Hay una teoría de la conspiración con el suficiente fundamento como para que les cuente: dicen que, desde la gestación de España como Estado, Cataluña inicia sus arrebatos independentistas sobre la base del conflicto. Guerras variables, sucesiones dinásticas y secesiones eventuales. Ante la debilidad ajena, oportunidad propia. Nada nuevo en la historia de los pueblos, pero sí distinto tras haber asentado por aquí y por primera vez a su nivel una democracia imperfecta.

Pocas imperfecciones más evidentes que la chispa adecuada para el siguiente cañonazo por la autodeterminación: la encausación y condena a Convergència i Unió por una corrupción sistémica amasada entre una mayoría absoluta y la siguiente. Una podredumbre tan profunda que su regreso al poder ya no volvería a ser hegemónico, sino sostenido por la mano de un histórico rival político que nunca olvidó su vocación separatista: Esquerra Republicana de Catalunya.

Con la crisis arreciando, la posibilidad de entrar en conflicto era una tentación demasiado fuerte una vez conocidas las limitaciones políticas del nuevo Ejecutivo central (2011-2012).

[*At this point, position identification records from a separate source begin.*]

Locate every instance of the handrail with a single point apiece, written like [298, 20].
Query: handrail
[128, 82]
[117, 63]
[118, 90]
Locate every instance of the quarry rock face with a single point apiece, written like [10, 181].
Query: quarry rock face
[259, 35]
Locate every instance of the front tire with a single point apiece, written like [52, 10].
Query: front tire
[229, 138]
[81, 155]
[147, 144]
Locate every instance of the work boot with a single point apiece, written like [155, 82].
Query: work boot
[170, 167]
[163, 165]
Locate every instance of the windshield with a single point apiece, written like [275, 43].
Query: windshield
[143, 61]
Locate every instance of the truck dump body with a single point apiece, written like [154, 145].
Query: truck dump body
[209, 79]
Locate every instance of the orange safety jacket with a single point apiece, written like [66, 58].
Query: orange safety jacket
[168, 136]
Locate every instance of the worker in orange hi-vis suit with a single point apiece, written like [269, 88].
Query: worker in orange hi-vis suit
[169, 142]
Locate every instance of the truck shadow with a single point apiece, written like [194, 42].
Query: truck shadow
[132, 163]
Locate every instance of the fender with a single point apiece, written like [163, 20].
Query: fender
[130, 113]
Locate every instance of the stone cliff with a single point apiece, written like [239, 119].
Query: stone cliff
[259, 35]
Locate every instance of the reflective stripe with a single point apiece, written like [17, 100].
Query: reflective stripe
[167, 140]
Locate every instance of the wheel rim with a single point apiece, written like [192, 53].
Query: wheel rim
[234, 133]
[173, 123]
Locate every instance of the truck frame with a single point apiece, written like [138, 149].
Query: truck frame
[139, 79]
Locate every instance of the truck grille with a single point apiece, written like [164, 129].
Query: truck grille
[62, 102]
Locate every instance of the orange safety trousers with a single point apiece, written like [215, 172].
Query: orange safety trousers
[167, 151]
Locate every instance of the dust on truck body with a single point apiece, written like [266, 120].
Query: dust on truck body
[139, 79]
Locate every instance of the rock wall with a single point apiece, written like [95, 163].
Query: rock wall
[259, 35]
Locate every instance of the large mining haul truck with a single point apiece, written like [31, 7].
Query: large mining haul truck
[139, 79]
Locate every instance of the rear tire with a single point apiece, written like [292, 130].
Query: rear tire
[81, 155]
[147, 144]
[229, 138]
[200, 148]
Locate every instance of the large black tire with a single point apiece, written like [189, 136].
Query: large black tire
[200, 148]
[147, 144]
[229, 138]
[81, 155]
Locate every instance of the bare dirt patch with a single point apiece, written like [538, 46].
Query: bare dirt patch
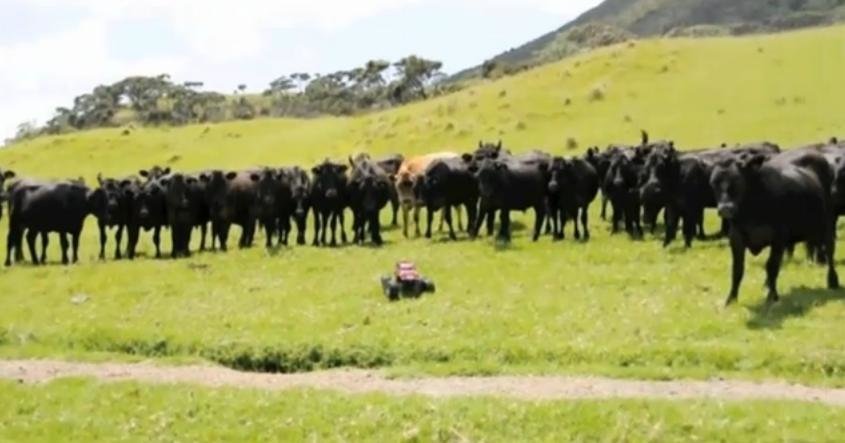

Un Gobierno que –por tratar de racionalizar hoy sus acciones– intuyó que la colisión le beneficiaría electoralmente. Aunque fuera a corto plazo y solo en el resto de España. Aunque eso supusiera reducirse hasta la marginalidad (cuatro de 135 diputados) en el Parlament. Y con todo, y con ellos, aquí estamos procesizados en un cuerpo a cuerpo desigual.

Les cuento todo esto porque las semanas en las que celebramos el 9 d'Octubre siempre generan reflexiones a partir de la Historia comparada. Y si bien podrían encontrarse matices en el pasado, en la comtemporaneidad el pueblo valenciano ha dado con sus momentos de reivindiacación en el lado opuesto a Cataluña. Es decir, no en el conflicto, sino en la bonanza (1982-2006). Como quien aguarda en casa el mejor momento para dar una mala noticia. O no tan mala, pero que sabe que, de entrada, sonará a inoportuna.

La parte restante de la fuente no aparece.